Most recently, her research on the dietary and mobility patterns of the Chachapoya people in Peru was published in the American Journal of Physical Anthropology.

Studying the diet of ancient societies is telling of how people lived. For instance, some societies valued animal protein, so only certain people were allowed to eat meat or it was saved for special feasting events.

“We can see if everyone living at sites ate the same things or if some people had more privileged access to specific food than others,” said Toyne.

Analyzing a civilization’s diet helps to understand more than just the meals that they ate, it also tells a story of the lifestyle they lived.

“One important difference we’ve seen in the Peruvian samples is between men and women,” said Toyne. “Women were more likely to have moved to the site and often had different diets than the men. This suggests that women migrated to find partners in the past, often traveling great distances and potentially joining new or different ethnic groups to create multi-ethnic communities and new socio-political alliances among regions.”

The research also explores the relationship between diet and health. By testing individuals with different types of skeletal diseases, Toyne can see how their health problems affected their diet and how societies responded.

Toyne’s work is funded in part by the National Geographic Society. The National Geographic Magazine recently featured her work conducted in the highlands of Peru in a video on its Facebook. View video.

Toyne continues to do remarkable research on this matter and values her students’ involvement.

“The students who work in the lab provide extremely valuable help,” said Toyne. “Many come from different disciplines but are always fascinated by anthropology’s way of integrating social questions and hard science methods, and how the past can inform the present.”
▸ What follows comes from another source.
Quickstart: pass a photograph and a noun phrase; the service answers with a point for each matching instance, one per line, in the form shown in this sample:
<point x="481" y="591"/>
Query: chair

Toyne’s current research projects in the laboratory will continue for several years with many graduate theses developing. She expects to travel to Peru in March to collect a new set of samples (similar to her 2016 data collection) from the cliff tombs of La Petaca, Chachapoyas. Toyne, along with some graduate and undergraduate students, will return to Peru in June to develop a new project that examines animal remains, which can ultimately determine how humans interacted with the domesticated animals.